[swift-evolution] Swift 3 Ranges

Dave Abrahams dabrahams at apple.com
Wed Sep 14 11:33:25 CDT 2016


on Tue Sep 06 2016, Haravikk <swift-evolution at swift.org> wrote:

>> On 6 Sep 2016, at 07:39, David Hart via swift-evolution
> <swift-evolution at swift.org> wrote:
>> 
>> I have the impression we exchanged flexibility for correctness (the
> ability to represent 0..<Int.max) and that it's wasn't worth the loss
> of flexibility.1
>> 
>> Or am I missing something?
>
>> 
>> On 6 Sep 2016, at 08:15, David Hart via swift-evolution <swift-evolution at swift.org <mailto:swift-evolution at swift.org>> wrote:
>> 
>>> Hi people,
>>> 
>>> I’ve recently started migrating some Swift 2 projects to Swift 3. I
>>> came across the split of Range into Range and ClosedRange and I’ve
>>> really struggled with it. Specifically, in Swift 2, I had a struct
>>> with a Range property that was initialised in many places with
>>> either a closed or open range:
>>> 
>>> struct Day { … }
>>> struct Day : Comparable { … }
>>> struct Day : Strippable { … }
>>> 
>>> struct Info {
>>>     let name: String
>>>     let range: Range<Day>
>>> }
>>> 
>>> Info(name: "Christmas Vacation", range: twentyfith...thirtyfirst)
>>> Info(name: "Summer Vacation", range: someday..<otherday)
>>> 
>>> Now, in Swift 3, it seems like we’ve lost a type to represent any
>>> range to allow an API client the flexibility to specify it as he
>>> wishes. Is there a solution to this problem through a protocol
>>> which both ranges conform to, or are we stuck with this because of
>>> the new API?
>>> 
>>> protocol RangeType {
>>>     associatedtype Bounds
>>>     let lowerBound: Bound { get }
>>>     let upperBound: Bound { get }
>>> // what else? not even sure if it is possible to define such a
> protocol
>>> }
>>> 
>>> David.
>
> The problem was that to implement both generically, a closed range was
> just an open range with the upper bound increment by one step, but as
> you say this wasn't safe as Int.max etc. could not be used.

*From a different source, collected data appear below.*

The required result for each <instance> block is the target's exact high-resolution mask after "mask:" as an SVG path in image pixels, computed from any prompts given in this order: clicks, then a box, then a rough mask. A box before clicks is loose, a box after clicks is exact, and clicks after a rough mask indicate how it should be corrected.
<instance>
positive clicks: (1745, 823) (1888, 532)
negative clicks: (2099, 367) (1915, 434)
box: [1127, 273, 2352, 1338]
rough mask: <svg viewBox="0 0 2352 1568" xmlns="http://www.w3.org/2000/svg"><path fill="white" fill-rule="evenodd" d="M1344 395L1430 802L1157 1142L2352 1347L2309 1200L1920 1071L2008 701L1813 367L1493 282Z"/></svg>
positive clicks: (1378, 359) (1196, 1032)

It was safe.  Trapping is safe behavior.  It was simply not expressive
enough to express the ranges people wanted to write, e.g. 0...Int8.max.
Your scheme (below) isn't either.

> I think if you wanted to solve this you'd need to reintroduce the
> concept of incrementing by a minimum step, which was moved away from
> index types during the changes to the new indexing model for
> collections. You could do this something like so:
>
> // Reintroduce these methods that were lost in the new indexing API
> protocol ForwardStep { func successor()? -> Self }
> protocol BackwardStep : ForwardStep { func predecessor()? -> Self }
>
> // Enable conversion of ranges
> extend ClosedRange where Self.Bound : ForwardStep {
> 	func toOpenRange() -> Range<Self.Bound>? {
> 		guard let upperBound = self.upperBound.successor()
> else { return nil }
> 		return self.lowerBound ..< upperBound
> 	}
> }
> extend Range where Self.Bound : BackwardStep {
> 	func toClosedRange() -> ClosedRange<Self.Bound>? {
> 		guard let upperBound = self.upperBound.predecessor()
> else { return nil }
> 		return self.lowerBound ... upperBound
> 	}
> }
> extend ClosedRange where Self.Bound : BackwardStep {
> 	init(_ openRange:Range<Self.Bound>)? {
> 		guard let closedRange = openRange.toClosedRange() else
> { return nil }
> 		self = closedRange
> 	}
> }
> extend Range where Self.Bound : ForwardStep {
> 	init(_ closedRange:Range<Self.Bound>)? {
> 		guard let openRange = closedRange.toClosedRange() else
> { return nil }
> 		self = openRange
> 	}
> }

This would not result in correct range conversion with respect to all
collections.  For example, a StridedCollection might step its
ForwardStep indices several times for each call to index(after:).